README.md

# Smart cities big data services

This repository represents my code submission for the Big data course project, SCPD, 2024 - 2025 cohort.

# Contact Information
Andrei-Bogdan Plesoianu - SCPD1-A - andrei.plesoianu@stud.acs.upb.ro

# Data
The data used for this project can be downloaded, in CSV form, from [here](https://data.london.gov.uk/dataset/smartmeter-energy-use-data-in-london-households).

# Project structure
I've structured the project as a series of interconnected microservices. For this reason, in order to start the project, you need to start each individual component.
Because the purpose of the architecture is to be scaled individually, with components that are distributed, I decided to use docker-compose to encapsulate each service. This way, one can deploy the services in a highly scalable environment, such as a cloud one, with more ease.

# Components
The following components are available:
- <strong>influxdb</strong>: An InfluxDB database service, for ingesting processed data and offer a dashboard for performing BI type analytics;
- <strong>ingestion-server</strong>: A Node.js server that acts as an entry point in the dataflow, through the ingesting layer of the ETL pipeline. The server exposes the ETL to the exterior, through a Rest API interface and send the data it receives to the next layer in the architecture, which is the Kafka broker;
- <strong>kafka</strong>: A Kafka cluster, represented by a number of docker images, packed up in a docker compose file. This cluster consists of a Zookeeper node, for metadata and coordination jobs, a broker, kafka-UI, which offers a browser interface to inspect what's going on with the cluster and a script based job that creates some queues cluster initialization;
- <strong>kafka-influxdb-connector</strong>: A Node.js script that acts as a sink for the Kafka cluster. It reads processed data from the "resampled" queue, and inserts it in the InfluxDB database;
- <strong>kafka-postgres-connector</strong>: Another Node.js script that acts as a sink, this time to pull unprocessed data from the "topic" input of the Kafka stream, and insert it into the Postgres database;
- <strong>kafka-resample-stream</strong>: A Java program that acts as a Kafka Stream process. This is used to process data ingested by the cluster in a streaming fashion, one record at a time, as it is ingested. It mainly does three things: it filters out missing measurements in the incoming data, in detects faulty measurements (data with "*" characters in it) and places it in a sperate topic for further processing and finally, it resamples the data from 30 minutes resolution, to one hour, and places it into the "resampled" topic;
- <strong>postgres</strong>: A postgres database, packaged as a docker container service. It acts as the main database in the ETL pipeline, which stores minimally processed data. It's used in ad hoc analytics and machine learning tasks as the main data source;

# Tooling used
I've used the following necessary tools:
- Node.js, version 18.16.1;
- Java 17;
- Docker, version 20.10.23;
- Intellij 2024.3;
- Datagrip 2024.3 (optional, used to manage data in the postgres database);
- IPython, version 8.27.0;
- ipykernel, version 6.28.0;

# Running the project
In order to run the project, each individual component needs to be started. As such, you should issue the following commands:
```
# start InfluxDB
cd influxdb; docker-compose up

# start the ingestion server
node src/server.js

# start the kafka cluster
cd kafka; docker-compose up

# start the kafka to influxdb sink connector
cd kafka-influxdb-connector; node src/index.js

# start the kafka to postgres sink connector
cd kafka-postgres-connector; node src/index.js
```

In order to start the kafka stream job, I've used Intellij, but you can build the JAR from the CLI. In this case, you need maven (one that is compatible with the Java SDK that sits in your PATH).

# Ad hoc analytics
One of the main purposes of this architecture is to allow data scientists, data analysts or machine learning engineers to use the data ingested for different analytics scenario.

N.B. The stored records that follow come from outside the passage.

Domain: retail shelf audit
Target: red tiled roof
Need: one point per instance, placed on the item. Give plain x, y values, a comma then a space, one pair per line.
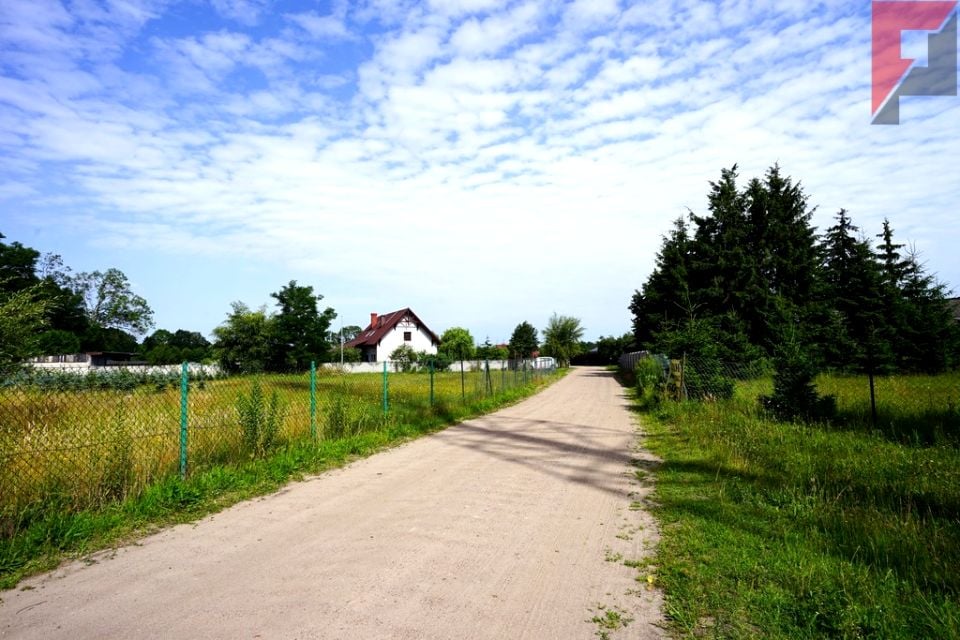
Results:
372, 335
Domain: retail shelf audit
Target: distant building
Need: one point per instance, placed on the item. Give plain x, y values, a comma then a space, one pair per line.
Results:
388, 331
90, 359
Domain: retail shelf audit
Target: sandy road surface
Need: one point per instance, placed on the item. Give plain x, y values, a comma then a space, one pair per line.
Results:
508, 526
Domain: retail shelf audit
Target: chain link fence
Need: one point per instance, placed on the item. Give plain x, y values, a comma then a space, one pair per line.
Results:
84, 440
695, 378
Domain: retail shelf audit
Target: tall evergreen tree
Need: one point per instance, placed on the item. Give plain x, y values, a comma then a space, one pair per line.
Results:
853, 282
665, 296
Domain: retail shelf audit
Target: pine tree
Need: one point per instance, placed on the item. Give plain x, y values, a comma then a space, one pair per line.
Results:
784, 258
853, 282
665, 297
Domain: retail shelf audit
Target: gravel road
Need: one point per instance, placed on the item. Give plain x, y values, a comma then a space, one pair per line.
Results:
514, 525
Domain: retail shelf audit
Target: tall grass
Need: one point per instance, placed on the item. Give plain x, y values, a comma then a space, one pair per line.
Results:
80, 469
800, 530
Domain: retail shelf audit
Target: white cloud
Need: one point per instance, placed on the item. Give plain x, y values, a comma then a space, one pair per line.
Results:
246, 12
467, 137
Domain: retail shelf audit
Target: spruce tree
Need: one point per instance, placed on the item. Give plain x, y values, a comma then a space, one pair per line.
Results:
665, 297
852, 278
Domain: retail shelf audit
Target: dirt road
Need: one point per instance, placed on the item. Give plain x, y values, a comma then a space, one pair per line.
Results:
515, 525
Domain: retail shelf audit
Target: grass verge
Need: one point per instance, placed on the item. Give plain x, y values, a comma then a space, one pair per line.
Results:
50, 532
783, 530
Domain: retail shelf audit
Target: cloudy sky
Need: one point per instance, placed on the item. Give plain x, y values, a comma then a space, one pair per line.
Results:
482, 162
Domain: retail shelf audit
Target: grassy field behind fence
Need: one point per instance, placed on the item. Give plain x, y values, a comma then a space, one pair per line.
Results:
793, 530
82, 449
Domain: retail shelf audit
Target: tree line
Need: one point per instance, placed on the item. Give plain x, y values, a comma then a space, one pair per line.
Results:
753, 275
48, 309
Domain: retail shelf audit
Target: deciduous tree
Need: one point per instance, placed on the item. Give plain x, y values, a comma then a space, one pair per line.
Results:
561, 338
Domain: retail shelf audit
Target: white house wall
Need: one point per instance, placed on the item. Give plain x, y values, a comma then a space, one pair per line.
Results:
420, 341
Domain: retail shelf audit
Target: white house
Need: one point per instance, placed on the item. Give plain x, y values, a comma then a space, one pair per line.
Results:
390, 330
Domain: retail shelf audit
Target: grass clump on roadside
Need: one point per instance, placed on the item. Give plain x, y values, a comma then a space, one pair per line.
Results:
808, 530
38, 536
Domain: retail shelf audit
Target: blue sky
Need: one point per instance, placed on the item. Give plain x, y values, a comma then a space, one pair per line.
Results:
484, 163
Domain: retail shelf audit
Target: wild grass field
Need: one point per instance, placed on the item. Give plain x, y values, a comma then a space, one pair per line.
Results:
796, 530
79, 469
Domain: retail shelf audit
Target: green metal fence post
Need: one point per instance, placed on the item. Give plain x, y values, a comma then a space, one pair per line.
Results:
313, 400
385, 402
184, 386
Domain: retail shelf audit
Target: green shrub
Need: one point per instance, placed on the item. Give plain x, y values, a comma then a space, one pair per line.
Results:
794, 391
648, 373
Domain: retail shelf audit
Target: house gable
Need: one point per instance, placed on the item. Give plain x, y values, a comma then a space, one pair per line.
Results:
388, 331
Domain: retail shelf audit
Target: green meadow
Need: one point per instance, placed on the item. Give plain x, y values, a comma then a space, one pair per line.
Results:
84, 469
847, 529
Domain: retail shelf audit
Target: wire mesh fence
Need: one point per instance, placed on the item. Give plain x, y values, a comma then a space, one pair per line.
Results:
81, 440
696, 378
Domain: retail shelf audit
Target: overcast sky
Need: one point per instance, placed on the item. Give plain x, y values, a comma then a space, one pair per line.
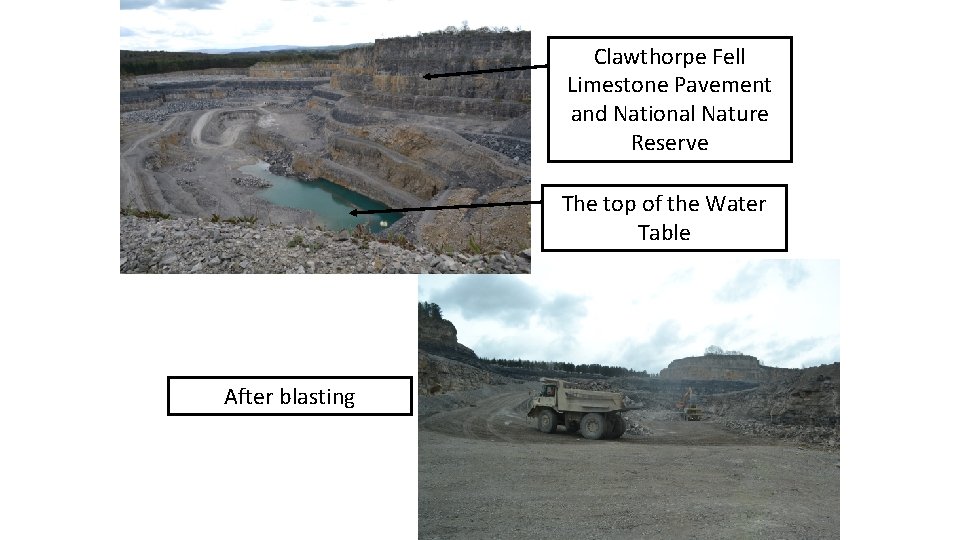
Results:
784, 312
180, 25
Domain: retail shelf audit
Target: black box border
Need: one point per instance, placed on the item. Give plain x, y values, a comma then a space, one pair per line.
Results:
265, 377
790, 38
786, 219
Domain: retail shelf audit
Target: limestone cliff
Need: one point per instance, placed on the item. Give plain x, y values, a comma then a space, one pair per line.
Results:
713, 367
443, 364
390, 73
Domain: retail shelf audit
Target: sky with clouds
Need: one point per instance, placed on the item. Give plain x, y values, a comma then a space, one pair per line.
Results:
181, 25
784, 312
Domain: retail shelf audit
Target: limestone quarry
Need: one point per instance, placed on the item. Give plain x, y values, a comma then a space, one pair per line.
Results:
368, 123
763, 462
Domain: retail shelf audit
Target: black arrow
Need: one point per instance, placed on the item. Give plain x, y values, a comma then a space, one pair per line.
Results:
429, 76
356, 212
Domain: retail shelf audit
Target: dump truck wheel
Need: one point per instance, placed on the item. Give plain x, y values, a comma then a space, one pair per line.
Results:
547, 421
593, 426
620, 427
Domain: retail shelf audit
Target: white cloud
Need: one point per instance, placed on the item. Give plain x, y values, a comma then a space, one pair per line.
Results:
786, 313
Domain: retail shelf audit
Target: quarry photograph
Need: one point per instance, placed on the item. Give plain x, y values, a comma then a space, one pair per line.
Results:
251, 161
704, 404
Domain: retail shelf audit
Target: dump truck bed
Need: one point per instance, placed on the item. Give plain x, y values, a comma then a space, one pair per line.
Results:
571, 399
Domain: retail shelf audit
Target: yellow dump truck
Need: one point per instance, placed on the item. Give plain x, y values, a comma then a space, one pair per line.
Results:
594, 413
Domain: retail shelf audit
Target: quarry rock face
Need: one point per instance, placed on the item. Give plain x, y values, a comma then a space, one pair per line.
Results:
390, 73
718, 367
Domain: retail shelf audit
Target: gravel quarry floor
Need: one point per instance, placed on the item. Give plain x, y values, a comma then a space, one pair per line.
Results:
485, 472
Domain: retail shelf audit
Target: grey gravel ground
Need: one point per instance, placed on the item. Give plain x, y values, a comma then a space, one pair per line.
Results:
199, 246
485, 472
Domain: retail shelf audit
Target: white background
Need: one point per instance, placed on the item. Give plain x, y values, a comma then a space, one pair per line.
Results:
265, 396
613, 139
90, 453
708, 229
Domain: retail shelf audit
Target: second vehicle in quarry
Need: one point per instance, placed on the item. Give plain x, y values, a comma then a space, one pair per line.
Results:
596, 414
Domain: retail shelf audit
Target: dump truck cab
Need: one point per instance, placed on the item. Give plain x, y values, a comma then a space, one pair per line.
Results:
596, 414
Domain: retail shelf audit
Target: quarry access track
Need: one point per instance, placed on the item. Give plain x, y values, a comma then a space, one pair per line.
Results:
230, 134
485, 472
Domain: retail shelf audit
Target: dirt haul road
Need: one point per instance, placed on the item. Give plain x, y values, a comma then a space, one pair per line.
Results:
485, 472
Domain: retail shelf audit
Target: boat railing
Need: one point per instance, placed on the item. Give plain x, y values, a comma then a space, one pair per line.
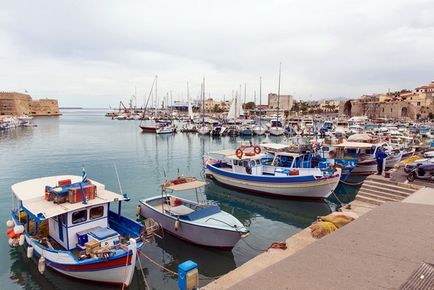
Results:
124, 226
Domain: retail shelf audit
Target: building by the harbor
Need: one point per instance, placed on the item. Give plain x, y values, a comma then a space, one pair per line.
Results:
16, 104
285, 102
415, 105
212, 105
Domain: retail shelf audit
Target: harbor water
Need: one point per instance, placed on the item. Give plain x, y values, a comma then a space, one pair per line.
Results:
85, 138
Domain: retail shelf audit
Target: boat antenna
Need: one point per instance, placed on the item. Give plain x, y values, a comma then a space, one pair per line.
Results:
278, 93
119, 181
260, 101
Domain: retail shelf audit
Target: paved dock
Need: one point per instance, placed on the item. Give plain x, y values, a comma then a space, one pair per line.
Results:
380, 250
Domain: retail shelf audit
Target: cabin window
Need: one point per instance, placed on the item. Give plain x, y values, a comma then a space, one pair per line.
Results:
79, 216
96, 212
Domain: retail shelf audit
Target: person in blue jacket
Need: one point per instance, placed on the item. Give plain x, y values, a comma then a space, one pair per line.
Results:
380, 155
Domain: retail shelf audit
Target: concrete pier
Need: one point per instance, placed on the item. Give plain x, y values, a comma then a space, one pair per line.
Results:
378, 250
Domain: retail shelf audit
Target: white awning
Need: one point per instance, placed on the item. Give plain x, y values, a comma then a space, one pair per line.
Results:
32, 195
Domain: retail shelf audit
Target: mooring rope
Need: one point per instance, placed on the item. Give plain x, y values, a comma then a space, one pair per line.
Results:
157, 264
143, 273
352, 184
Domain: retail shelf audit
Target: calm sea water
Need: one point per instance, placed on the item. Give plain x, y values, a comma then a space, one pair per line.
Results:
63, 145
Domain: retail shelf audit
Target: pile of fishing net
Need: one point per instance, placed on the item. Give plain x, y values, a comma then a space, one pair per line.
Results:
409, 160
325, 225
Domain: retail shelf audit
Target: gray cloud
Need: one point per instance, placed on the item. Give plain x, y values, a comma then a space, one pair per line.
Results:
93, 53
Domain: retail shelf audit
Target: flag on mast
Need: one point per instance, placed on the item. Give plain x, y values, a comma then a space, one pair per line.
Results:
84, 175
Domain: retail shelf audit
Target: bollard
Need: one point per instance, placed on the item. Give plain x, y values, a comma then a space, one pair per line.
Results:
188, 276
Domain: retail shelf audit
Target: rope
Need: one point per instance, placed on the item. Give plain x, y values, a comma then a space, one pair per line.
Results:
158, 265
125, 272
253, 248
352, 184
143, 273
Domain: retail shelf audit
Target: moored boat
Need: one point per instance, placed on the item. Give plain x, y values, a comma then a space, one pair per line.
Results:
66, 222
245, 171
201, 223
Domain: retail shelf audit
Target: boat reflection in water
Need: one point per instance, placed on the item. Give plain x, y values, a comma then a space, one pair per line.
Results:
299, 213
212, 262
269, 220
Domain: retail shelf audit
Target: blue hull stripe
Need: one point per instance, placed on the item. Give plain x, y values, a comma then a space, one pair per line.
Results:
256, 178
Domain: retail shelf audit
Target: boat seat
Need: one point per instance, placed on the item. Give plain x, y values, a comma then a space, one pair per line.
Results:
180, 210
103, 233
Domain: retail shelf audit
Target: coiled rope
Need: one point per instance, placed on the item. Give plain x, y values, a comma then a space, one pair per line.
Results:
352, 184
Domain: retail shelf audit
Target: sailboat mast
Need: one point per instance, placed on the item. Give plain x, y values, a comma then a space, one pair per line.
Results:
245, 94
203, 101
278, 93
156, 96
260, 101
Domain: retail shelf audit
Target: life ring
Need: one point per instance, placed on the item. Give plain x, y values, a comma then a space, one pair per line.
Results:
257, 149
337, 165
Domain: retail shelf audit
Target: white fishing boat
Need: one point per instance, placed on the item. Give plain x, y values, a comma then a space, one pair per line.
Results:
276, 128
364, 153
25, 118
244, 170
259, 130
201, 223
203, 130
166, 129
66, 223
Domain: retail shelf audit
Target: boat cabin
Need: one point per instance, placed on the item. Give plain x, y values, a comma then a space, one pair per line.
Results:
358, 150
66, 211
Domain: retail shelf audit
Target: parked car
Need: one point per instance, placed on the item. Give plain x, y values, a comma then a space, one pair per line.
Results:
409, 167
423, 171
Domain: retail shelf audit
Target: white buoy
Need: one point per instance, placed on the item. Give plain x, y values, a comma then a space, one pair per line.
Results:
29, 252
41, 265
177, 225
19, 229
21, 240
10, 223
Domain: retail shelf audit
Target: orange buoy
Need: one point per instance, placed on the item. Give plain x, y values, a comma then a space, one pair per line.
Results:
257, 149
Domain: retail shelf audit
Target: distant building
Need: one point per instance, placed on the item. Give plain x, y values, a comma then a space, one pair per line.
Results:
183, 106
329, 105
417, 104
13, 103
285, 102
211, 105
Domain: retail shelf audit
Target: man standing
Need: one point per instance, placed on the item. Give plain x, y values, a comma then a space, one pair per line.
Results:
380, 155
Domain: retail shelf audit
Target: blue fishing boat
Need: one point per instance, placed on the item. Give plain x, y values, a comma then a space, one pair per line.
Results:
244, 170
66, 222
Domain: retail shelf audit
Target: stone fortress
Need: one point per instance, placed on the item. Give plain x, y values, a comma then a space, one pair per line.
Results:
16, 104
415, 105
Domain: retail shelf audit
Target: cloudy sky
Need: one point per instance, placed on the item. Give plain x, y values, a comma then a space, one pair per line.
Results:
94, 53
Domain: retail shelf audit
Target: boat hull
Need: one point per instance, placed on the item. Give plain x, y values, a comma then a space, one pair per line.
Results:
276, 131
118, 269
319, 188
368, 167
149, 129
196, 234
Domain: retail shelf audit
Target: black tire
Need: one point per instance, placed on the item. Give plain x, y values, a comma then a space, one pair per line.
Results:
411, 177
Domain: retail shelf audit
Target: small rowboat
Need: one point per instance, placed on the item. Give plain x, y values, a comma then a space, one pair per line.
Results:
201, 223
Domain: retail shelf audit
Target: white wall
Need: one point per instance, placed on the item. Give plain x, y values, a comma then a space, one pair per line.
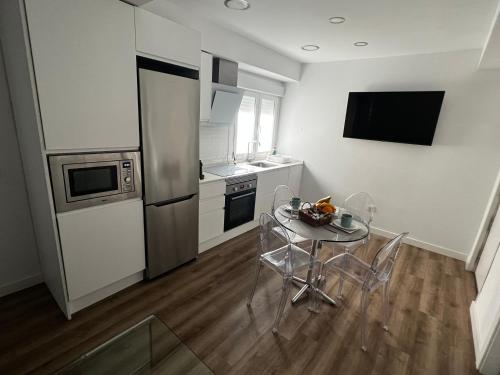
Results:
18, 256
228, 44
437, 193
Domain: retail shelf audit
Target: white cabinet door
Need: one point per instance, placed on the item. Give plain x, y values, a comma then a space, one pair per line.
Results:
101, 245
84, 60
211, 225
212, 189
490, 249
205, 86
266, 183
166, 39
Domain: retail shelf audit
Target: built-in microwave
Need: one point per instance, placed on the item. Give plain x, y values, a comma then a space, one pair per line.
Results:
84, 180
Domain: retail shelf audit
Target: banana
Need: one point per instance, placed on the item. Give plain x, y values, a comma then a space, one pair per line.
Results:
324, 200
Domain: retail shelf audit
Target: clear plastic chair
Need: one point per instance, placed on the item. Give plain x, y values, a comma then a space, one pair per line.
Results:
369, 277
281, 255
283, 195
362, 206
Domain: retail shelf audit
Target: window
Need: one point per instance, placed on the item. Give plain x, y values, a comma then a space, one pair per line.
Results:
256, 121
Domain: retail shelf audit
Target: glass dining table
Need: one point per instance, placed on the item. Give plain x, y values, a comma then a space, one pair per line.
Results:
318, 235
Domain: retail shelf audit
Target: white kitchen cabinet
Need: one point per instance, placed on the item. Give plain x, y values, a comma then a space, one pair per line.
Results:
266, 183
212, 189
212, 202
101, 245
211, 225
206, 86
160, 37
84, 61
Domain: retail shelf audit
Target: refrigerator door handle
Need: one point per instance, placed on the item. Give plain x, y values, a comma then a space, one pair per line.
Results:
175, 200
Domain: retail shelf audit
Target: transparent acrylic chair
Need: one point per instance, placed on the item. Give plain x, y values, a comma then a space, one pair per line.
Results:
369, 277
283, 195
362, 206
281, 255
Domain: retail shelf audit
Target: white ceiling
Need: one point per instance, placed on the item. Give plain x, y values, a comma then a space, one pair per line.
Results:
391, 27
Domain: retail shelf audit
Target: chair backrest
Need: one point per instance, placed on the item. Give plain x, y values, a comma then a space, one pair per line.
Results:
282, 195
274, 237
361, 205
383, 262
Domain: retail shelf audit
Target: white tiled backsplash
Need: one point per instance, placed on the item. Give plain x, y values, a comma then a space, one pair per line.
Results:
214, 143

For this reason, I've created a POC demonstrating the possibility of running such workflows with ease. I've used Jupyter Notebooks for this example, but, in fact, any tool that makes it possible to connect to a postgres database would do just fine.

In the <strong>jupyter</strong> folder, there is the <strong>Ad Hoc EDA.ipynb</strong> file that runs some exploratory data analysis on the ingested data.